Безмолвный Крик (страница 4)
Все по-разному переживают утрату. Кто-то пускается во все тяжкие. Тратит кучу денег, становится адреналиновым наркоманом, дурманит себя алкоголем. Кто-то теряет волю к жизни. Наша мама не из таких. Ей уже сорок два, и она точно не будет пить, чтобы заглушить свою боль, и не пойдёт в групповую терапию. Как она говорила – «смотреть на идиотов, которые сидят в кружочке и платят за это двадцать два бакса в неделю?! Вот уж нет, чем мне там помогут? Я найду, как потратить эти деньги с большей пользой».
У каждого есть свой способ бороться с болью. Я просто пережила папину смерть как положено, со смирением. Он не ушёл внезапно. Неожиданностью это не было, он долго болел. Хэлен восприняла это тяжело. Неделю плакала, потом, осунувшаяся и бледная, всё же взяла себя в руки и вернулась к жизни.
А мама вот борется радикально.
Четыре месяца нашего безрадостного существования были квёлыми, как сгнившие яблоки. Мы с Хэлен старались не отсвечивать и жили по-тихому, не как раньше. У нас дома больше не слышно маминого смеха или громкой музыки. Мы стараемся вести себя сдержанно, порой даже слишком. Мы скованы цепями траура, в котором устали пребывать. Но мама погружена в него по самую макушку, хотя утверждает, что это не так, и ей недостаточно было попрощаться у гроба со своим мужем и бросить на лакированную крышку горсть земли. Откровенно говоря, всем нам недостаточно этого, и память об отце никто не собирался перечёркивать. Но и ложиться в один гроб с ним – тоже.
Мне казалось, никто из нас. Но потом пришлось внести правки для ясности – никто из нас, кроме матери.
Она ходила к психологу, потому что на этом настоял прежний работодатель. Она уволилась с работы. Ей выписали медикаментозное лечение и успокоительные. Она заплатила психологу по чеку внушительную сумму – какую, не говорила, но я оценила примерный масштаб по тому, что ей пришлось залезть в мой накопительный счёт. В терапию она не верила. Всё, что ей пригодилось, – выписка на лекарства. Она немного забыла, что нам с Хэлен тоже больно и тяжело и что девчонка в четырнадцать не может уничтожать себя из-за онкобольного отца, угасавшего целых мучительных полтора года. Вовсе не может. И я не могу тоже.

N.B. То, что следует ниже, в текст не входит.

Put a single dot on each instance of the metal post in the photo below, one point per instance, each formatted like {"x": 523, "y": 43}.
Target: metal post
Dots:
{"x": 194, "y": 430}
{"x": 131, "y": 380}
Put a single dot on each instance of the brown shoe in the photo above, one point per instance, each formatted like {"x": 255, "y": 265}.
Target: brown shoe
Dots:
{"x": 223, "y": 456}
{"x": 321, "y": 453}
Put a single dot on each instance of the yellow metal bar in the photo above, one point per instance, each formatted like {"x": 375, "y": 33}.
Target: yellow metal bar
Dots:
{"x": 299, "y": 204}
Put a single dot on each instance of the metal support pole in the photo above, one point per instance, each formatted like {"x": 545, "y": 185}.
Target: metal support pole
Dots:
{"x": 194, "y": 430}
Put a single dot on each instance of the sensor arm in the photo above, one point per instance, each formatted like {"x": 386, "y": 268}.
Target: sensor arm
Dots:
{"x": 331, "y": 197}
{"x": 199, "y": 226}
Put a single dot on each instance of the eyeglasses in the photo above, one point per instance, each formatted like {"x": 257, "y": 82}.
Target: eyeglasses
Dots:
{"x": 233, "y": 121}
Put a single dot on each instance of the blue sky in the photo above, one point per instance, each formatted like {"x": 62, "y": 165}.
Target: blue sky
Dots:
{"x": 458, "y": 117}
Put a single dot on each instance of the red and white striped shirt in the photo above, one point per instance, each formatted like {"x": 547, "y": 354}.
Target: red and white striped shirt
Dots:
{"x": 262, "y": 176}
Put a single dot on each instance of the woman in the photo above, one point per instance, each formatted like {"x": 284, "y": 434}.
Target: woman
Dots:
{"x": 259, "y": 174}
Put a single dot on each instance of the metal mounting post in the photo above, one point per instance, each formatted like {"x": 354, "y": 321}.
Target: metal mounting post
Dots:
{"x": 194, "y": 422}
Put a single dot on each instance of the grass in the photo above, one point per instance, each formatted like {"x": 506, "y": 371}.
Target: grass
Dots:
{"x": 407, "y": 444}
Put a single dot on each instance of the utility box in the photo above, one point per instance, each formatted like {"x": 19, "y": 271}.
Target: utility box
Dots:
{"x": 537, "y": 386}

Когда терапия, таблетки, группы помощи для тех, кто потерял близких, были отвергнуты, а погружения в работу с головой стало мало, мама решила проблему по-своему. Она отрезала всё наше прошлое. И всё, что мы помнили, знали и любили. Она не хотела оставаться в доме, где каждая вещь напоминала ей о папе, и решила, что мы не будем там жить. Вот так за всех сразу решила. Мы ещё жевали свои утренние хлопья в середине августа, а она уже продала наш таунхаус в Чикаго (сожгла мосты, считай) и сказала:
– Собирайтесь. Мы переезжаем в Скарборо. В старый дом.
Хэлен тогда спросила, где это, а я пошутила, что на другой планете. Видели бы вы, как мать на меня взглянула.
Мы не спорили, помыли свои чашки и начали сборы. Противостоять маме – всё равно что плевать против урагана «Катрина». Бессмысленно, глупо и опасно для жизни.
Вот так я оказалась в Скарборо. Подпёрла дверь коробкой и осмотрелась. Комната взаправду была такой, какой я её помнила. Маленькой, тёмной, обклеенной старыми лавандово-сизыми обоями. С деревянной кроватью, со встроенным в стену шкафом о двух решётчатых дверцах. С комодом, полкой и большим окном, правда, с видом самым унылым – на улицу, деревья и крыши соседских типовых домов. Блеск.
Ванная и туалет были общими на втором этаже. Мама оборудовала себе кабинет в дальнем конце коридора – раньше там была бабушкина швейная комната. Хэлен досталась спальня посветлее. И слава богу, ей эта депрессия вообще ни к чему.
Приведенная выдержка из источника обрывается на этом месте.